Los otros momentos más sustanciosos fueron de austeridad, cuando las ondas de voz se dibujaron en el aire, como en “Quello che conta” o “Scalinatella”, en la que, acompañado casi en toda la canción sólo por una guitarra acústica, el cantante montó un clima íntimo y redujo la arquitectura del Coliseo a las húmedas paredes de un viejo bodegón. En el medio de esos extremos con Mondo Cane, Patton aparta la prodigiosa versatilidad de su voz para, desde un confeso respeto hacia las versiones originales, instalarse en un registro medianamente homogéneo, ponerse cómodo y acentuar la interpretación dramática, descansando en el grosor de la orquestación. El producto fue, muchas veces, exquisito.

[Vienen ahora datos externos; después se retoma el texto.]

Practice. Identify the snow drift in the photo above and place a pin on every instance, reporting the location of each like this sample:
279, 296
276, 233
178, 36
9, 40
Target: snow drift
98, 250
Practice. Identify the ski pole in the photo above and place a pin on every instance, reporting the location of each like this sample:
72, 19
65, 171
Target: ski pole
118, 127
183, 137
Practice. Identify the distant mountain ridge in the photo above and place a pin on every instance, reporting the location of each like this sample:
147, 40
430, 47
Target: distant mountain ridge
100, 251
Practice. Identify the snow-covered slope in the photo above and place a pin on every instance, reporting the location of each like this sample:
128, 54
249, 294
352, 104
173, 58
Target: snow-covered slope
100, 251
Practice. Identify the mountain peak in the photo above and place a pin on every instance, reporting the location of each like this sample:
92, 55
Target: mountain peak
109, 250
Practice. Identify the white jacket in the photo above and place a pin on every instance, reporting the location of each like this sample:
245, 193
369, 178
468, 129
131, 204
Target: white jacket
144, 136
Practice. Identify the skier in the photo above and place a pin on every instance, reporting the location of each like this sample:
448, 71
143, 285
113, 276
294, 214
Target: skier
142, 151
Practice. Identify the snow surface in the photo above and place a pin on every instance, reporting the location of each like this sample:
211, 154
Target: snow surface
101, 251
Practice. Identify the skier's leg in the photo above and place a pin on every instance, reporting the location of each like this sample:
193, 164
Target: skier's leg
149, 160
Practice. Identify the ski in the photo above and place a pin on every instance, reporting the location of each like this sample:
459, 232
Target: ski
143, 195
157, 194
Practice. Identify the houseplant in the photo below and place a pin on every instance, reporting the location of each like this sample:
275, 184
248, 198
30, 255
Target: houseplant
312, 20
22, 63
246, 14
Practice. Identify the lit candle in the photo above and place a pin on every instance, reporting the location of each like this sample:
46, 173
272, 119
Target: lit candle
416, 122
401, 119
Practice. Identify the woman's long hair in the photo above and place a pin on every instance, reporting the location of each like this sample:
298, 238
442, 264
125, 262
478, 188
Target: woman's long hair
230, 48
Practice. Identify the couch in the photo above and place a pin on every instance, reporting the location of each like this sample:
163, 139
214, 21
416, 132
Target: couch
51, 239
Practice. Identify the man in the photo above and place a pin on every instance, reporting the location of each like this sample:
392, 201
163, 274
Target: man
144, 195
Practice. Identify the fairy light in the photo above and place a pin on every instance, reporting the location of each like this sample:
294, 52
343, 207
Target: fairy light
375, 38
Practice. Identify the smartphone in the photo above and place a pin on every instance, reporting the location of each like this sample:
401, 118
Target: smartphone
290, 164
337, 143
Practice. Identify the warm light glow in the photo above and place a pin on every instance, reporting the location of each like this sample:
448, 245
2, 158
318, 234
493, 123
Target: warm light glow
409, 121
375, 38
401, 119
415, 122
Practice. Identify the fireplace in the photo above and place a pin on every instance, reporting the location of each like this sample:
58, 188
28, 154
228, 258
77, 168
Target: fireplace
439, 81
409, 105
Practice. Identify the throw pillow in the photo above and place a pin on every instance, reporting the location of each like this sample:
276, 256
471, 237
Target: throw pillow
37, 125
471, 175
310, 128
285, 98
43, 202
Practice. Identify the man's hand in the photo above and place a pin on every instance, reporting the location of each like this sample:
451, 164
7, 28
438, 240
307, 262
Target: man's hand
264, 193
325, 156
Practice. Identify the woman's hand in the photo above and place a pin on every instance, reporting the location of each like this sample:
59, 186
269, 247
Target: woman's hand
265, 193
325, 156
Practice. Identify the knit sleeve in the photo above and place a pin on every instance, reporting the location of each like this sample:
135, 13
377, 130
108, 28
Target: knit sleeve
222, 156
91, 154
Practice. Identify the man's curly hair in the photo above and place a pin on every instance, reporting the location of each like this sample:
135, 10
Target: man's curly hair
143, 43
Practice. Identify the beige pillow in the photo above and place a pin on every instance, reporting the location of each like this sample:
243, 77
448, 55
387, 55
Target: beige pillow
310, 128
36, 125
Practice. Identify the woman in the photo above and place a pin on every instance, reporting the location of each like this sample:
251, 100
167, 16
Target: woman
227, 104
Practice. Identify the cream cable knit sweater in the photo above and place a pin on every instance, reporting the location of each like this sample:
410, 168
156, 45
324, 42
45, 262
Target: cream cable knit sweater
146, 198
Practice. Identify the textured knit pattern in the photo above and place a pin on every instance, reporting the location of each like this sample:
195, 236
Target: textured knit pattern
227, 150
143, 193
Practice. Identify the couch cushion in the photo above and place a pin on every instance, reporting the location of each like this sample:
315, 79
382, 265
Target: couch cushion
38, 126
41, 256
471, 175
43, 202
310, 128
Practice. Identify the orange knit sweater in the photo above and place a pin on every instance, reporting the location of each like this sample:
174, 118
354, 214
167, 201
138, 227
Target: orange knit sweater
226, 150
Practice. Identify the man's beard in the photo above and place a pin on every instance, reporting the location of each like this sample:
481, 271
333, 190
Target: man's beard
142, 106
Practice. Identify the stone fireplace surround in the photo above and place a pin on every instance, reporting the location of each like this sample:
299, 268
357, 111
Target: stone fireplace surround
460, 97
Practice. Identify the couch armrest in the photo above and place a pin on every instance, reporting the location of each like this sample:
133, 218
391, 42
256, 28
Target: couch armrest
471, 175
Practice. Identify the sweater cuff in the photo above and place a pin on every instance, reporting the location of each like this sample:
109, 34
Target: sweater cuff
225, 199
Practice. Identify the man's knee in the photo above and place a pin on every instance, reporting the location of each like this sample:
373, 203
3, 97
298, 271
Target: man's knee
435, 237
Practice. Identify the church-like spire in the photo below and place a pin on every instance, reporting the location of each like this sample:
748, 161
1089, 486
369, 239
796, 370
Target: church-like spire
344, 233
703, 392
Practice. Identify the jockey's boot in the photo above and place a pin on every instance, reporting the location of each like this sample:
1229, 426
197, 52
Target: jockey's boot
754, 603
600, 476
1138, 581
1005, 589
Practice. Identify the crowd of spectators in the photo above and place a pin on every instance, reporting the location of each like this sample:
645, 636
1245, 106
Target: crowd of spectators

Además de lo estrictamente musical, Patton demostró ser un intérprete de un magnetismo único. Su performance fue un largo paso de comedia, que lo llevó a tirarle besos a una integrante del coro, robarle un shaker a su percusionista, añadir efectos a la voz con un megáfono, y hasta pedirle en claro castellano al director de la orquesta que le convide “un amargo” a la salida de los bises. Sí, el cantante se tomó un mate en el medio del tema y lo incorporó a la letra bajo el nombre de “questa matecita” (sic). Eso sí: el mate fue lo único amargo de la noche, porque todo el mundo se fue del Coliseo con una sonrisa.